I had hoped to love this book--my friends loved it, and it looked simply amazing. But while the setting shimmered with richness and the characters flared with authenticity, this book ultimately did not claim me a fan. I am probably more disappointed by that fact than imaginable. There are several elements that contributed to my unfortunate distaste:
1) The Writing: Jennifer Echols's writing is smooth and fleshed, but the text was quite redundant. This may very well be only the ARC's issue and will not occur in the final book, but the repetitions emerged so numerously that I realized it was devaluing my experience of the book. I no longer have the ARC with me, but for example: Leah would say something was annoying, then in the next paragraph she would say the same thing, phrased only slightly differently. Then a chapter later she would mention it again, or another character would say the same thing she said. While repetition can be used as a powerful literary tool, I felt like the redundancy dragged the plot in this case and snapped me out of the story. The most prominent example I can think of is the phrase such a rush used at least twenty times, but since the title is Such a Rush, I suppose I should exclude that one. Even then, though, my thoughts still stand.
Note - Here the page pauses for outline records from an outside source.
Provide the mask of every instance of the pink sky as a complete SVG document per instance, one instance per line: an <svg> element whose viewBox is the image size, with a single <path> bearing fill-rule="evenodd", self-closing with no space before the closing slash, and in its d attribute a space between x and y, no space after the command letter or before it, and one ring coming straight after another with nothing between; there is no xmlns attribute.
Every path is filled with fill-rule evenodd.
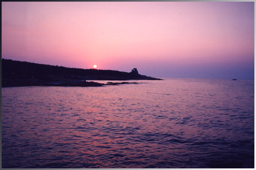
<svg viewBox="0 0 256 170"><path fill-rule="evenodd" d="M2 2L2 58L253 79L254 2Z"/></svg>

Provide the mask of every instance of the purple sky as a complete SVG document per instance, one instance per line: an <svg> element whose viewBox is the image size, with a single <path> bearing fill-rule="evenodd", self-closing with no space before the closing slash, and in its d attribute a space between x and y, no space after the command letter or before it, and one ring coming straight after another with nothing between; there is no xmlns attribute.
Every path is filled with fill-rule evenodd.
<svg viewBox="0 0 256 170"><path fill-rule="evenodd" d="M254 78L254 2L2 2L2 58Z"/></svg>

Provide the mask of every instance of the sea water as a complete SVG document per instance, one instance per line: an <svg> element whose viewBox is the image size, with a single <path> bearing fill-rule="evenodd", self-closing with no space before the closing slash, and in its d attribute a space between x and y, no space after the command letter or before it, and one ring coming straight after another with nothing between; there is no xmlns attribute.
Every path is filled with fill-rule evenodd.
<svg viewBox="0 0 256 170"><path fill-rule="evenodd" d="M254 80L164 79L2 88L2 167L254 168Z"/></svg>

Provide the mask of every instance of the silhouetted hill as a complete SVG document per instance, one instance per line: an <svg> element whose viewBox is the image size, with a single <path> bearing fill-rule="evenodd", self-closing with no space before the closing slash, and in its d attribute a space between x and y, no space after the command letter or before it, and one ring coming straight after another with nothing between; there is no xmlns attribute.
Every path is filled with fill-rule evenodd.
<svg viewBox="0 0 256 170"><path fill-rule="evenodd" d="M161 80L140 75L137 71L128 73L109 70L69 68L4 59L2 60L2 87L59 85L67 85L68 82L73 86L76 86L76 85L77 86L98 86L100 85L95 82L93 82L95 84L89 85L84 80Z"/></svg>

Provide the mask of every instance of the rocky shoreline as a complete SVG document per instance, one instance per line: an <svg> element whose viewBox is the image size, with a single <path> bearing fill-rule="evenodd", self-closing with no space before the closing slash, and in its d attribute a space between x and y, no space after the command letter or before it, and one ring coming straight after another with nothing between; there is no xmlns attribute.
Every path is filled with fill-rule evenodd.
<svg viewBox="0 0 256 170"><path fill-rule="evenodd" d="M83 69L36 64L2 59L2 87L23 86L100 86L136 82L108 82L105 84L90 80L161 80L141 75L136 68L129 73L113 70Z"/></svg>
2) Leah: This is a slightly personal opinion that might not affect anyone else, but I am not a fan of girls like Leah. Let me explain something really quick: she has had a hard, hard life; neglected and used and abused. I understand that, and it makes me incredibly solemn and sympathetic. But she claims to be strong; to be different than the other girls who grow up to be "sluts," who are flaunters and exhibitionists and nothing more than that. Leah believed she was something else.
But while she appeared to be someone stronger, different, ultimately she was not.
She said she hated her mother for the oblivious decisions she made; but then Leah makes those choices herself. And sometimes she realizes that she's acting just like her mother and would be ashamed, but oftentimes she would not. She says she is not one to be a druggy like others; but you do not need drugs to sink into a "slut." I'm using her own word here, because I believe the word "slut" is extremely subjective, but Leah is bold--too bold, too hot-headed, at least in my opinion. EVERYONE tells her how beautiful and sexy she is, and she's just like, what? I'm beautiful? Since when? But then she goes and wears obscenely short shorts and disturbingly flaunting shirts; what do you actually realize, Leah? It was her act of hatred towards things and then doing them--confused and disbelieving truths and then suddenly acknowledging them as if she knew them all along--that made me eventually disappointed with her.
There are things I must applaud Jennifer for, of course. A female pilot? How cool! It's obvious she did her homework on planes and mechanics. The brothers' tension? Talk about realistic. Romance? Steamy as heck. But in the end, despite these uniquely well-portrayed aspects, Such a Rush's aggravating protagonist and a repetitive habit resulted in a sadly unfavorable response from me.
Yet, there is not much ground I hold with my sole opinion; others have loved this book, and I urge you to give its fresh and eccentric atmosphere a try.